During his successful and unprecedented run for a third term in 1940, Franklin Delano Roosevelt (or his speech writers Robert E. Sherwood and Judge Samuel Rosenman) coined a syncopated neologism that somehow became instant coinage for the isolationist and reactionary Republican party. It certain helped FDR defeat his not so isolationist or reactionary opponent Wendell Wilkie.

A Bay Stater, Joseph Martin served in the House of Representatives for 42 years, four of them as Speaker. He was the vivid crackled face of the GOP, a cheery political Neanderthal. Bruce Barton was also a right-wing conservative who had founded an advertising firm and did his politics as advertising. I suppose you might call him a pioneer.  Hamilton Fish, a congressman from Putnam and Orange Counties, New York, well (how does one say this?), was (yes, I'll take the plunge) a Nazi sympathizer.  He lost his House seat in 1944. He was also a Harvard football star and a member of the Porcellian Club which, if it means nothing to you, is perfectly all right. I used to see him at Harvard commencements which he attended till he was 103, when he died.

"Martin, Barton and Fish!" The crowds loved it, that is, the Democratic crowds. The slogan was chanted to the rhythm of "Wynken, Blinken and Nod."

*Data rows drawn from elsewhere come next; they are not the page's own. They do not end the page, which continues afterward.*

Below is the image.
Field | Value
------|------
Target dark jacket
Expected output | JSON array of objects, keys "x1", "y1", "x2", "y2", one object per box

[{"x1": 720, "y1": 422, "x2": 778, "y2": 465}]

John McCain is not imaginative enough to turn Rangel, Conyers and Frank into a ditty. "Rangel, Conyers and Frank." It's not bad cadence actually.

But the Republican candidate has been weaving Charles Rangel, John Conyers and Barney Frank, as the Boston Globe's Sasha Issenberg puts it, into a trio of  "lower-profile bogeymen." Frankly, I'm no fan of Rangel, who is the chairman of the House Ways and Means Committee and reminds me of two of his predecessors in that post, Wilbur Mills and Dan Rostenkowski. Conyers is chairman of the House Judiciary Committee, and we're lucky he's not head of its Senate counterpart. He has never recognized a threat to American security from anywhere.

The third person in McCain's trigger-sight is Barney Frank, who may just be the smartest person in both houses. And certainly the funniest. It's no accident that the executive rescue crowd for the economy has brought Frank into the tiny council of thinkers and planners that holds our future in their hands.

And did anybody notice that the trio is made up of two blacks and a gay man? Could it be an accident?